Teil 2: Das Einvernehmen der Gemeinde nach § 36 BauGB ist Teil des Baugenehmigungsverfahrens und wäre in einer einheitlichen Klausur im Punkt formelle Illegalität zu prüfen. Vorliegend handelt es sich (sofern ich den Link des Kollegen richte verstehe und den Sachverhalt dem Problembewusstsein entsprechend interpretiere) um einen Fall der Identität von Bauaufsichtsbehörde und Gemeinde, bei der auf das Einvernehmen grundsätzlich verzichtet werden kann. Dies allerdings eben nur dann wenn wenigstens der übrigbleibenden Informationspflicht entsprochen wurde, was hier nicht der Fall ist. Daher wäre die Genehmigung rechtswidrig erteilt und der Bau folglich formell illegal.

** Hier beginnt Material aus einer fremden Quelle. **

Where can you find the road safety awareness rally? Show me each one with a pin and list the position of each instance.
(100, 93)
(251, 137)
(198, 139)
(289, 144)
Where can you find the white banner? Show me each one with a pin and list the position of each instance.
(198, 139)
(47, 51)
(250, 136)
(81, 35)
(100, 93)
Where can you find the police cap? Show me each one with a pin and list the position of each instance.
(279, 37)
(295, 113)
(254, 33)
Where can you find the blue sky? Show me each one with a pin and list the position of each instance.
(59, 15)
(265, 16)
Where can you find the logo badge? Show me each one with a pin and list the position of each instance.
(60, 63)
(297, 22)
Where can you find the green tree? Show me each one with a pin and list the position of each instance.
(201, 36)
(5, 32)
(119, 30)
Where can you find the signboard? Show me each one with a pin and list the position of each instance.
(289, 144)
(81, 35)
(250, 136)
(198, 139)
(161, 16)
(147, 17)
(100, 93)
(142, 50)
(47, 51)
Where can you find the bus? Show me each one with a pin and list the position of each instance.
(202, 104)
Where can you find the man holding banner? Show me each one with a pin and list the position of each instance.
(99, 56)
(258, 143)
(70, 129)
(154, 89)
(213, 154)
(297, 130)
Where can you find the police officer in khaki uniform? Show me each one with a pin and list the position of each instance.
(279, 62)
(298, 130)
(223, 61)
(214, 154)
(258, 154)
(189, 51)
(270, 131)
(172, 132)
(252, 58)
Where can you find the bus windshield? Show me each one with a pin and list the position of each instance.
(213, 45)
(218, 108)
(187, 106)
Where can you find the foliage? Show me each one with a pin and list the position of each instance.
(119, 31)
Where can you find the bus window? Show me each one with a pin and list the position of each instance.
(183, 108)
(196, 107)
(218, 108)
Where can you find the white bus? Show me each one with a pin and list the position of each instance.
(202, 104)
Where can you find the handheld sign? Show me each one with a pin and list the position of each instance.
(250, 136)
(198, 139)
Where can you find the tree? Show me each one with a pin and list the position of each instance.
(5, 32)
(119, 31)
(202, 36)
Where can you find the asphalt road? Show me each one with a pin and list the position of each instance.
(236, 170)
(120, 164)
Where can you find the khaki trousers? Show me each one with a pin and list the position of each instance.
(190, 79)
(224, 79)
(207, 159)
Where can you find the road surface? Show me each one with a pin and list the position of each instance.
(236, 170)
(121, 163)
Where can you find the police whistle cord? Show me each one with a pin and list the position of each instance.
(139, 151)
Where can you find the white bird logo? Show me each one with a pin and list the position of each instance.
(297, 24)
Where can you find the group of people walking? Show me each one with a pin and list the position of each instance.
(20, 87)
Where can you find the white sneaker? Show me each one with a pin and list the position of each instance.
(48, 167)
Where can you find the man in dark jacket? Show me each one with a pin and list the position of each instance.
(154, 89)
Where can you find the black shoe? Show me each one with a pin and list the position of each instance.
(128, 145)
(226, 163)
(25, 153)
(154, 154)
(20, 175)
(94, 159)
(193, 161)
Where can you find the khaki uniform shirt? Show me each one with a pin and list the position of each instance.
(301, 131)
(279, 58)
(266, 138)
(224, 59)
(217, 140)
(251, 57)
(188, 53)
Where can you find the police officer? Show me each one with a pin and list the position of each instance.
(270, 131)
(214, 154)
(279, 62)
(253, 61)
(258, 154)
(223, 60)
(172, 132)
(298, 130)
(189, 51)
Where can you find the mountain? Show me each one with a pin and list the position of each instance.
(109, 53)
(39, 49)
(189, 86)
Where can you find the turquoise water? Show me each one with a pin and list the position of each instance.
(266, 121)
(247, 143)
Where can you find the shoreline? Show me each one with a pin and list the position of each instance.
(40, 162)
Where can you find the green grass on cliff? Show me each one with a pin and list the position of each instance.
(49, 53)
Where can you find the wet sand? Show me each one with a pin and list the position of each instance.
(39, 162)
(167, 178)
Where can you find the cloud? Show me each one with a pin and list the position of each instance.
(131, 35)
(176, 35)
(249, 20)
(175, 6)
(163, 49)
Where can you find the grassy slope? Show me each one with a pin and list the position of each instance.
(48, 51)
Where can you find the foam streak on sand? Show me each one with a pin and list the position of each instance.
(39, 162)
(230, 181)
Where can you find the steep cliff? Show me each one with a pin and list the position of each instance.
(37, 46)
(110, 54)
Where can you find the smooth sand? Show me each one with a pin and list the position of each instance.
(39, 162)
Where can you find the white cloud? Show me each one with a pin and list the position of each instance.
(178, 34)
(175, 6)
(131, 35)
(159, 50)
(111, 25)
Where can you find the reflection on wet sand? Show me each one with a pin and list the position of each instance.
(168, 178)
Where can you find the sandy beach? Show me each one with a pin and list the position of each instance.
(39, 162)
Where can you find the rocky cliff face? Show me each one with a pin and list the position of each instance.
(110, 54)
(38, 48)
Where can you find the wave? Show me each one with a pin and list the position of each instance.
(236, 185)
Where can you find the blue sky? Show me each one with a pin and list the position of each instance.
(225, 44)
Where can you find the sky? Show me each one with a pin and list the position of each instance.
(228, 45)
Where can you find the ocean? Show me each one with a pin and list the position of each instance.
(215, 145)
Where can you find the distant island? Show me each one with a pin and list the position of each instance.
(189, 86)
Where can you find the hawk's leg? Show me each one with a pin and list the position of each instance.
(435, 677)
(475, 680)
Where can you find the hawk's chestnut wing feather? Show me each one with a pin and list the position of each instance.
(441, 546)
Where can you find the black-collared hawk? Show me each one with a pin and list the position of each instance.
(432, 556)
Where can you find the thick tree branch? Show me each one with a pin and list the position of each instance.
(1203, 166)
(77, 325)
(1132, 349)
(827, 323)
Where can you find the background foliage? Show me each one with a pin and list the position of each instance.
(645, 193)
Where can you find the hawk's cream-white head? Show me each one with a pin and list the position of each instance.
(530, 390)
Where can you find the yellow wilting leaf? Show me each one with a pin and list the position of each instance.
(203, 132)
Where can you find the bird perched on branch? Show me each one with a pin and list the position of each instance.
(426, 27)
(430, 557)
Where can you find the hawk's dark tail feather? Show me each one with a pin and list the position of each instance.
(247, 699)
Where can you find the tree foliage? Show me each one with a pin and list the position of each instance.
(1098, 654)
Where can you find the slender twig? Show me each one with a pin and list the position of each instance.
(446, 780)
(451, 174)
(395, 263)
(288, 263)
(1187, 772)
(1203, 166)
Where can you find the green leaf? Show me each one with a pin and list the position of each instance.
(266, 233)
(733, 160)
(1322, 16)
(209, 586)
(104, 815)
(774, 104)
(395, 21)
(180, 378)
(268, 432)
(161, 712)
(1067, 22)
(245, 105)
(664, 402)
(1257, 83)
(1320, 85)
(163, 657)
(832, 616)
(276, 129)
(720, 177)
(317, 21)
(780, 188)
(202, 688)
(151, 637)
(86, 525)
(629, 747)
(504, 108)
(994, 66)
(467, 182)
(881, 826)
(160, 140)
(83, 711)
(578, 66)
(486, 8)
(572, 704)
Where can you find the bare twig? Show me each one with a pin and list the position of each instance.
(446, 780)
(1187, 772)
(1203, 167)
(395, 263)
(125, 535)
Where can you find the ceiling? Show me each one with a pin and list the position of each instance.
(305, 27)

Streiten kann sehr viel Spaß machen und ist schöner Teil des juristischen Berufs. Beleidigungen sind jedoch keine Argumente und gehören nicht hierhin. LG und viel Erfolg beim Examen, stud-iur
Bei der formellen Illegalität wird geprüft, ob gegen ein bestehendes Genehmigungserfordernis verstoßen wurde. Daher erscheint es mit richtig, die Genehmigungsbedürftigkeit hier inzident zu prüfen.
Bei der materiellen I. wird anschließend der Verstoß gegen übrige, öffentlich-rechtliche Normen geprüft.
Wichtig war bei der Klausur m.E. die Anlagenqualität sowohl nach BauGB als auch (gesondert) nach BauO festzustellen! Der Begriff des BauGB ist unabhängig!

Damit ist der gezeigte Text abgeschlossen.